Une Autriche qui ne sera plus une Autriche ; une Allemagne qui ne sera plus une Allemagne, mais un ragoût de petits États : État slovaque, État tchèque, État hongrois, État bavarois, État prussien, etc., etc.

Une Russie travaillée par une action libérale et qui se cassera, elle aussi, en plusieurs États échappant à l'omnipotence d'un tsar universel.

Une Angleterre qui perdra, pièce à pièce, toutes ses colonies où l'élément blanc domine : Canada, Australie, Afrique méridionale…

Une Amérique du Nord coupée en deux, ou en trois…

Est-il besoin de souligner la fantaisie ou l'arbitraire ? Ces défauts sont inévitables en un tel sujet. L'Allemagne, dont l'histoire ne forme cependant qu'une longue anarchie, peut être destinée à des secousses moins vives qu'il ne paraîtrait au premier abord, et le paradoxe autrichien a la vie dure, en dépit des apparences et des prophéties. L'empire britannique peut se rompre en mille morceaux, ou composer la Fédération des peuples de langue anglaise, c'est-à-dire la plus formidable combinaison interocéanique et transcontinentale. Le pour ou le contre se peuvent parier à peu près à coup sûr. Mais voici le Passé, avec la majesté de sa certitude profonde.

M. Gaston Donnet écrit :

Seuls resteront intacts les Latins dont l'agglutination est achevée depuis longtemps.
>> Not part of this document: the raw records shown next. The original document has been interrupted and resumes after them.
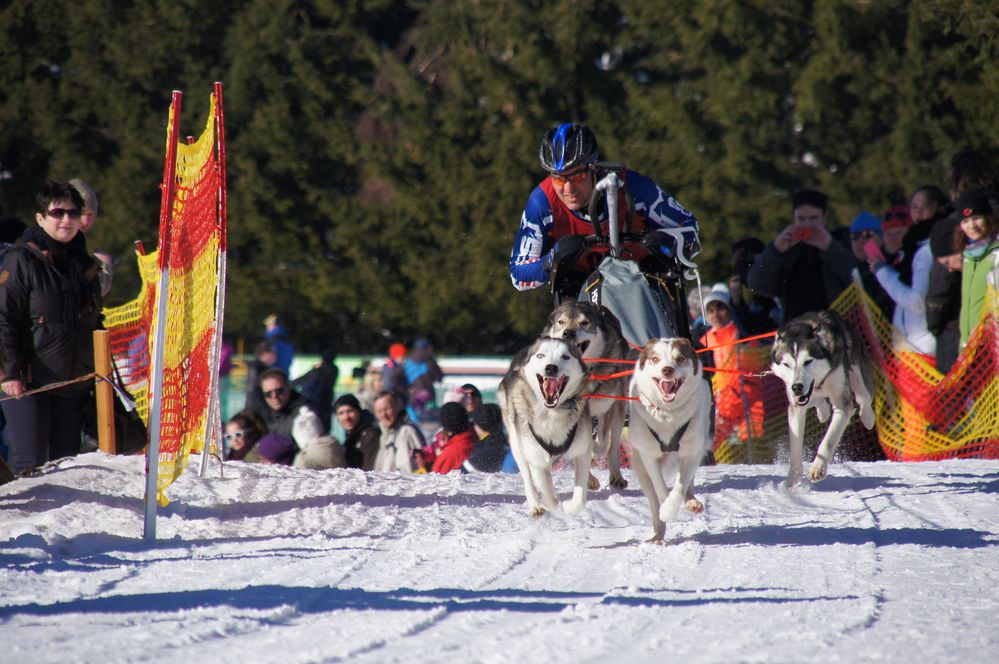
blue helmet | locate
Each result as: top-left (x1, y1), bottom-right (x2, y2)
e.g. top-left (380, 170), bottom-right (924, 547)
top-left (539, 123), bottom-right (599, 174)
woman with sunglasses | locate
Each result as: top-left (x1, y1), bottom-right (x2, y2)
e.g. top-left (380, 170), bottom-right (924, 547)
top-left (508, 123), bottom-right (700, 300)
top-left (225, 409), bottom-right (268, 462)
top-left (0, 181), bottom-right (104, 475)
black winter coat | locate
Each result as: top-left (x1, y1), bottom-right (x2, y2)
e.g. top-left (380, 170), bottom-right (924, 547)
top-left (0, 227), bottom-right (103, 395)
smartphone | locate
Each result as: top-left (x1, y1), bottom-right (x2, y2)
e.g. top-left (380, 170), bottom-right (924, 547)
top-left (791, 226), bottom-right (813, 242)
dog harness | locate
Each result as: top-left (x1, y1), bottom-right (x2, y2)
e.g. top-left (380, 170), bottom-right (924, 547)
top-left (644, 418), bottom-right (690, 453)
top-left (529, 420), bottom-right (580, 457)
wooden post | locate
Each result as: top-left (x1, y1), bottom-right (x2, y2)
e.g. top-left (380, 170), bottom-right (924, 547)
top-left (93, 330), bottom-right (116, 454)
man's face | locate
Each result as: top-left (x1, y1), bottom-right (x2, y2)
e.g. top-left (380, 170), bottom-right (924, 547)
top-left (374, 395), bottom-right (399, 428)
top-left (937, 254), bottom-right (963, 273)
top-left (706, 301), bottom-right (732, 329)
top-left (261, 376), bottom-right (290, 411)
top-left (78, 208), bottom-right (97, 233)
top-left (336, 405), bottom-right (360, 431)
top-left (850, 230), bottom-right (878, 261)
top-left (461, 389), bottom-right (482, 413)
top-left (883, 227), bottom-right (908, 254)
top-left (792, 204), bottom-right (826, 227)
top-left (550, 168), bottom-right (594, 211)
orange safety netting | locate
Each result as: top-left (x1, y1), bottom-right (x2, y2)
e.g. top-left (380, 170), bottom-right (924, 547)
top-left (711, 281), bottom-right (999, 464)
top-left (102, 88), bottom-right (226, 504)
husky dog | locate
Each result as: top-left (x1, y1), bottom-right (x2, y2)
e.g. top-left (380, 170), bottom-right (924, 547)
top-left (628, 338), bottom-right (713, 542)
top-left (543, 301), bottom-right (634, 490)
top-left (498, 336), bottom-right (594, 516)
top-left (770, 310), bottom-right (876, 487)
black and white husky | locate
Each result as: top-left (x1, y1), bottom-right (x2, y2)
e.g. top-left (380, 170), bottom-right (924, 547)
top-left (542, 301), bottom-right (634, 490)
top-left (771, 310), bottom-right (876, 487)
top-left (498, 336), bottom-right (593, 516)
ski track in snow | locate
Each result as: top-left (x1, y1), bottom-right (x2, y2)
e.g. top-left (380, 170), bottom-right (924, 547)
top-left (0, 453), bottom-right (997, 663)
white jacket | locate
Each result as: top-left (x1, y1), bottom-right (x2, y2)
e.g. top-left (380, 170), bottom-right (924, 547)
top-left (374, 417), bottom-right (423, 473)
top-left (874, 241), bottom-right (935, 356)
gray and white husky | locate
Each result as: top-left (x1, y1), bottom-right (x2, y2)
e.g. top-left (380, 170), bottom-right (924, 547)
top-left (771, 310), bottom-right (876, 487)
top-left (542, 301), bottom-right (634, 490)
top-left (628, 338), bottom-right (713, 542)
top-left (498, 336), bottom-right (593, 516)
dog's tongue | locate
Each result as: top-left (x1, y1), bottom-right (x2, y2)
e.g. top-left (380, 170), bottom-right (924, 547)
top-left (656, 377), bottom-right (682, 401)
top-left (543, 376), bottom-right (562, 400)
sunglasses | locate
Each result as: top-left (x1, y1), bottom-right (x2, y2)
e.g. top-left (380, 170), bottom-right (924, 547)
top-left (224, 430), bottom-right (245, 442)
top-left (263, 387), bottom-right (287, 399)
top-left (550, 170), bottom-right (590, 186)
top-left (46, 207), bottom-right (82, 219)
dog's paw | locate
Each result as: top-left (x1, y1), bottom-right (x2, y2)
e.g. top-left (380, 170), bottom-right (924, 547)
top-left (658, 497), bottom-right (682, 523)
top-left (608, 473), bottom-right (628, 490)
top-left (807, 459), bottom-right (828, 482)
top-left (528, 504), bottom-right (547, 518)
top-left (645, 532), bottom-right (666, 544)
top-left (587, 472), bottom-right (600, 491)
top-left (784, 470), bottom-right (802, 489)
top-left (563, 497), bottom-right (586, 516)
top-left (684, 497), bottom-right (704, 514)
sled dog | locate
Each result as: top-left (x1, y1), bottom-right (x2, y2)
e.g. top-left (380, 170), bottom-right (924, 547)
top-left (498, 336), bottom-right (593, 516)
top-left (543, 301), bottom-right (634, 490)
top-left (770, 310), bottom-right (876, 486)
top-left (628, 338), bottom-right (712, 542)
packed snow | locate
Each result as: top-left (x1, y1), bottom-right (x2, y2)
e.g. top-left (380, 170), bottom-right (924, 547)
top-left (1, 452), bottom-right (998, 663)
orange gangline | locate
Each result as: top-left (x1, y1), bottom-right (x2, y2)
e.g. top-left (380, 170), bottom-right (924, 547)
top-left (583, 393), bottom-right (639, 401)
top-left (697, 330), bottom-right (777, 354)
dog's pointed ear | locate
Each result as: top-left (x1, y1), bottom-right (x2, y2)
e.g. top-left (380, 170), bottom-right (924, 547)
top-left (674, 338), bottom-right (699, 373)
top-left (637, 339), bottom-right (657, 370)
top-left (599, 305), bottom-right (624, 335)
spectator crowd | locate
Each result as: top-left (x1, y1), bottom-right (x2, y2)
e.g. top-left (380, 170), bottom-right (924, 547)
top-left (2, 147), bottom-right (998, 477)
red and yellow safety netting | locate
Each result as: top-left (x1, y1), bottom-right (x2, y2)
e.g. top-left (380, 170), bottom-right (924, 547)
top-left (712, 281), bottom-right (999, 463)
top-left (102, 86), bottom-right (226, 504)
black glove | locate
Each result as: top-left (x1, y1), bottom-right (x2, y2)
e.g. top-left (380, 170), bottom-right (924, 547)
top-left (640, 230), bottom-right (678, 258)
top-left (545, 234), bottom-right (587, 273)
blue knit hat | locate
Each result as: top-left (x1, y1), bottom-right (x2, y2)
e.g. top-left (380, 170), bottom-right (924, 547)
top-left (850, 211), bottom-right (881, 235)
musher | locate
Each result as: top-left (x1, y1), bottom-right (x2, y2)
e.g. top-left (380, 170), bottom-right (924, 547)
top-left (509, 123), bottom-right (701, 300)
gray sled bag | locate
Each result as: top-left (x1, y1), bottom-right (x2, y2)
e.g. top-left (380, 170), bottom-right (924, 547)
top-left (579, 256), bottom-right (679, 347)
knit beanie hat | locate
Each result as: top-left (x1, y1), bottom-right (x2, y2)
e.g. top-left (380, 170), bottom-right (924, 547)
top-left (850, 211), bottom-right (881, 235)
top-left (333, 394), bottom-right (361, 412)
top-left (955, 187), bottom-right (992, 219)
top-left (257, 432), bottom-right (297, 465)
top-left (929, 217), bottom-right (960, 258)
top-left (439, 402), bottom-right (471, 434)
top-left (881, 205), bottom-right (912, 231)
top-left (474, 403), bottom-right (503, 433)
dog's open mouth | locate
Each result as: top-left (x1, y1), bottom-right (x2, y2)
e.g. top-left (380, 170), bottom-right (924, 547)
top-left (795, 382), bottom-right (814, 406)
top-left (577, 339), bottom-right (590, 355)
top-left (654, 376), bottom-right (685, 403)
top-left (536, 374), bottom-right (569, 408)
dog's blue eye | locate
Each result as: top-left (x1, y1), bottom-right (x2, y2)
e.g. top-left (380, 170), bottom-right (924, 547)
top-left (563, 354), bottom-right (570, 360)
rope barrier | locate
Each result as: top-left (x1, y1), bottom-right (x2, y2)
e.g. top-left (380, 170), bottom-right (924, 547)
top-left (0, 372), bottom-right (100, 401)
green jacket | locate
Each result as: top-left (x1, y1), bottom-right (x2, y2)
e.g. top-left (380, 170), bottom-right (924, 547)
top-left (959, 238), bottom-right (999, 348)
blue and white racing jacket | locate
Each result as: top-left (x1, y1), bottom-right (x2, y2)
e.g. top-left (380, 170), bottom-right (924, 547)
top-left (508, 169), bottom-right (699, 291)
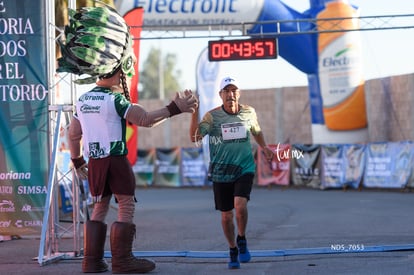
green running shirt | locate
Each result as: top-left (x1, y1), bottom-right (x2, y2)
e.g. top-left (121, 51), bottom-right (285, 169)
top-left (198, 104), bottom-right (261, 183)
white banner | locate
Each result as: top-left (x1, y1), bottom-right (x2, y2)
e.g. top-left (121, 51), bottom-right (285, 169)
top-left (115, 0), bottom-right (264, 28)
top-left (195, 47), bottom-right (221, 177)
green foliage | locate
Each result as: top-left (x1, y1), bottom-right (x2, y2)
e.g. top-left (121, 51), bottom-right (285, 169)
top-left (139, 47), bottom-right (182, 100)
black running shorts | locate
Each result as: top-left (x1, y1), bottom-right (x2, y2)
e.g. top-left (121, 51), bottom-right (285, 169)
top-left (213, 173), bottom-right (254, 211)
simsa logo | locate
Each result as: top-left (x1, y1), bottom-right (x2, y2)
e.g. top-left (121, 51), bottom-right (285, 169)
top-left (17, 185), bottom-right (47, 195)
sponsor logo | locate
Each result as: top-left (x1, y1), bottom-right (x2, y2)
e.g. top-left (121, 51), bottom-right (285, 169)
top-left (0, 171), bottom-right (31, 180)
top-left (88, 142), bottom-right (106, 158)
top-left (117, 0), bottom-right (264, 28)
top-left (15, 220), bottom-right (43, 228)
top-left (21, 204), bottom-right (32, 212)
top-left (15, 220), bottom-right (22, 228)
top-left (17, 185), bottom-right (47, 195)
top-left (79, 95), bottom-right (105, 101)
top-left (0, 220), bottom-right (11, 228)
top-left (0, 200), bottom-right (15, 212)
top-left (21, 204), bottom-right (43, 212)
top-left (80, 104), bottom-right (101, 114)
top-left (23, 220), bottom-right (42, 227)
top-left (0, 185), bottom-right (13, 194)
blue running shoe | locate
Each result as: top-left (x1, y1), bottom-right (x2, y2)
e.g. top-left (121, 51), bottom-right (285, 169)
top-left (237, 238), bottom-right (251, 263)
top-left (228, 248), bottom-right (240, 269)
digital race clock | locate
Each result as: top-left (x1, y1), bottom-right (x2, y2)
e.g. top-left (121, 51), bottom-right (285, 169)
top-left (208, 38), bottom-right (278, 62)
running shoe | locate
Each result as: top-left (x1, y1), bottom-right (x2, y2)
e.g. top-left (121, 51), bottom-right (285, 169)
top-left (228, 247), bottom-right (240, 269)
top-left (237, 238), bottom-right (251, 263)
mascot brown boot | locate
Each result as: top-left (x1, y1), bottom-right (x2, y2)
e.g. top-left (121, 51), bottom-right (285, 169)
top-left (82, 220), bottom-right (109, 273)
top-left (110, 221), bottom-right (156, 274)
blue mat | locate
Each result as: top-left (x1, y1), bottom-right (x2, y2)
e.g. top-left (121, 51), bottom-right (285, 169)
top-left (104, 244), bottom-right (414, 258)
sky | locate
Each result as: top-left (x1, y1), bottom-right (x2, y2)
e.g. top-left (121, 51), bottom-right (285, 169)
top-left (137, 0), bottom-right (414, 90)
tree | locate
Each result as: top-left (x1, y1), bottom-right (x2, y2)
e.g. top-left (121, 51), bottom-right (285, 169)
top-left (139, 47), bottom-right (182, 100)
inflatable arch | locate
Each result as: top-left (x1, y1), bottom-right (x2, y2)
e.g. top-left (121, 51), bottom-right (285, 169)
top-left (115, 0), bottom-right (368, 143)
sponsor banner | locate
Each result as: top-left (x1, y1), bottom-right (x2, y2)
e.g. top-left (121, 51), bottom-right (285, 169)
top-left (154, 148), bottom-right (181, 187)
top-left (257, 144), bottom-right (290, 186)
top-left (180, 147), bottom-right (207, 186)
top-left (343, 144), bottom-right (365, 189)
top-left (115, 0), bottom-right (265, 28)
top-left (392, 141), bottom-right (414, 188)
top-left (196, 47), bottom-right (222, 120)
top-left (132, 149), bottom-right (156, 186)
top-left (363, 141), bottom-right (414, 188)
top-left (321, 145), bottom-right (345, 189)
top-left (0, 0), bottom-right (48, 236)
top-left (290, 144), bottom-right (321, 189)
top-left (408, 144), bottom-right (414, 188)
top-left (321, 144), bottom-right (364, 190)
top-left (195, 47), bottom-right (221, 180)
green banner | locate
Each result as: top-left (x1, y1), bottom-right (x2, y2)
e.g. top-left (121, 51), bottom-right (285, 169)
top-left (132, 149), bottom-right (155, 187)
top-left (154, 148), bottom-right (180, 187)
top-left (0, 0), bottom-right (48, 236)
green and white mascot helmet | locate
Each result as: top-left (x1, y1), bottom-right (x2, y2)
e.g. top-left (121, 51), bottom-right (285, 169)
top-left (57, 3), bottom-right (135, 98)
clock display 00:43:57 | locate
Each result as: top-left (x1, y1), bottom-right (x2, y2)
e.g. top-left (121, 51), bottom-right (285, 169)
top-left (208, 38), bottom-right (278, 61)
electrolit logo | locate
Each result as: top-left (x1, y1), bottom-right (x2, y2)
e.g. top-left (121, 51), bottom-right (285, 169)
top-left (318, 35), bottom-right (363, 108)
top-left (116, 0), bottom-right (265, 27)
top-left (321, 45), bottom-right (357, 68)
top-left (139, 0), bottom-right (238, 14)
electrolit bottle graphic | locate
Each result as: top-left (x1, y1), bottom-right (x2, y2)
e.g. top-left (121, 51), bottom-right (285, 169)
top-left (317, 0), bottom-right (367, 131)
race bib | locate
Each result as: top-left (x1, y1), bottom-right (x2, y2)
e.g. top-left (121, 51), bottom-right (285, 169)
top-left (221, 122), bottom-right (247, 140)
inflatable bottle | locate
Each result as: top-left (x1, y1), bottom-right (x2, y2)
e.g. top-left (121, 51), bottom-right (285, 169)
top-left (317, 0), bottom-right (367, 131)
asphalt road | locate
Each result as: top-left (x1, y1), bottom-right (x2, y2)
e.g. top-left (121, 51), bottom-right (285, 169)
top-left (1, 186), bottom-right (413, 274)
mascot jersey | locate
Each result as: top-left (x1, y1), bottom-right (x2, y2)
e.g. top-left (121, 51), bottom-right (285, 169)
top-left (198, 104), bottom-right (261, 183)
top-left (73, 86), bottom-right (131, 159)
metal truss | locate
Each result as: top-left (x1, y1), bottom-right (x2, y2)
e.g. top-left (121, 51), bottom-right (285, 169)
top-left (37, 0), bottom-right (85, 266)
top-left (137, 14), bottom-right (414, 40)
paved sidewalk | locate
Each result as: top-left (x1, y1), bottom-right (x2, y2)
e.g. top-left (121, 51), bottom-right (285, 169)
top-left (1, 187), bottom-right (414, 274)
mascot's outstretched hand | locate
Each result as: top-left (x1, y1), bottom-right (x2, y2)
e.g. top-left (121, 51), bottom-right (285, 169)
top-left (174, 90), bottom-right (198, 113)
top-left (167, 90), bottom-right (198, 116)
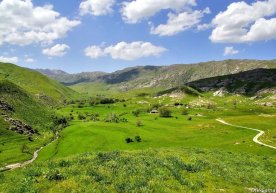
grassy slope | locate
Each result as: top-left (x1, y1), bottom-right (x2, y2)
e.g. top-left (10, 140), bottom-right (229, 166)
top-left (1, 149), bottom-right (275, 193)
top-left (0, 80), bottom-right (55, 166)
top-left (0, 63), bottom-right (78, 104)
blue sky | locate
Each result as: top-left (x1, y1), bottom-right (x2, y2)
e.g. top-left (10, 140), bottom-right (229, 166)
top-left (0, 0), bottom-right (275, 73)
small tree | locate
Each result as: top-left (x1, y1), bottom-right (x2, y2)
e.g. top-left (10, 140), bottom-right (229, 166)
top-left (135, 136), bottom-right (142, 142)
top-left (136, 120), bottom-right (142, 127)
top-left (159, 107), bottom-right (172, 117)
top-left (181, 108), bottom-right (189, 115)
top-left (125, 138), bottom-right (134, 143)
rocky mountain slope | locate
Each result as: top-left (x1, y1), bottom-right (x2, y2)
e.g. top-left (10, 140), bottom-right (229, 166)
top-left (36, 60), bottom-right (276, 90)
top-left (186, 68), bottom-right (276, 96)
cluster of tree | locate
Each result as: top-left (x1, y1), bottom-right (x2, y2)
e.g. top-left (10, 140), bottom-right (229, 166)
top-left (104, 113), bottom-right (128, 123)
top-left (125, 136), bottom-right (142, 143)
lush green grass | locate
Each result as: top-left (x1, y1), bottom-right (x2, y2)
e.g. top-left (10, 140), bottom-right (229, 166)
top-left (1, 84), bottom-right (275, 192)
top-left (1, 148), bottom-right (275, 193)
top-left (0, 63), bottom-right (78, 104)
top-left (0, 80), bottom-right (56, 167)
top-left (38, 93), bottom-right (276, 161)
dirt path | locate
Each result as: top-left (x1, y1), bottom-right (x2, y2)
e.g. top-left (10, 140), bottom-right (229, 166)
top-left (216, 119), bottom-right (276, 150)
top-left (1, 134), bottom-right (59, 171)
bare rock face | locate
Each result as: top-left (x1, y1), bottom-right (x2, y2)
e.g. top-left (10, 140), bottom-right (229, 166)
top-left (0, 100), bottom-right (14, 112)
top-left (2, 115), bottom-right (36, 135)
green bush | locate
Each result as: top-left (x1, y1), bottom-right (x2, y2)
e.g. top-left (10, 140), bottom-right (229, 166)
top-left (159, 107), bottom-right (172, 117)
De sorte que, dans une cinquantaine ou une centaine d'années, la France pourrait bien être la première puissance du monde. Et il faudrait remercier Louis XI à qui nous devons cette unité.

On annonce tous les deux jours la fin de la race latine. Je suis heureux d'en apercevoir ici le triomphe, et cette politesse de M. Donnet pour Louis XI, qui m'a toujours semblé le vrai Père de la Patrie, ne peut manquer de chatouiller vraiment un cœur royaliste. Il est certain que l'unité française, au point où l'a portée la monarchie capétienne, reste un des faits les plus puissants et les plus denses du problème contemporain. Mais, sans y être allé voir, je peux bien assurer à M. Gaston Donnet qu'il existe en Europe et en Amérique un certain nombre d'hommes d'État qui discernent, aussi clairement que lui-même, la prépondérance possible des peuples dont l'unification est déjà parfaite. Ils savent la France dans ce cas. Ils voudraient bien, par patriotisme, que son cas fût différent. Et ils y travaillent. Ils travaillent du mieux qu'ils peuvent, à détruire notre unité. Les dreyfusiens ont été les meilleurs agents de ces ennemis de la France. M. Combes s'efforce de les égaler. Les premiers ont créé de fortes divisions morales. Le second travaille à séparer nos régions, à soulever l'un contre l'autre le nord et le midi, le centre et l'ouest. Hélas ! elle aussi, la France se désagrège. Le monument de Louis XI tend à crouler. Nous perdons notre chance de devenir, dans cinquante ans, « la première puissance du monde » et ainsi s'exécutent les volontés du dehors. M. Gaston Donnet ne les avait pas calculées. Il ne les calculera pas, si, comme je le pense, il tient à rester bon et fidèle républicain.

Appendice X
La monarchie et la politique extérieure : les raisons de Nansen

On a beaucoup exagéré la publicité donnée aux questions extérieures dans le Parlement britannique… Édouard VII était devenu le maître de ce département.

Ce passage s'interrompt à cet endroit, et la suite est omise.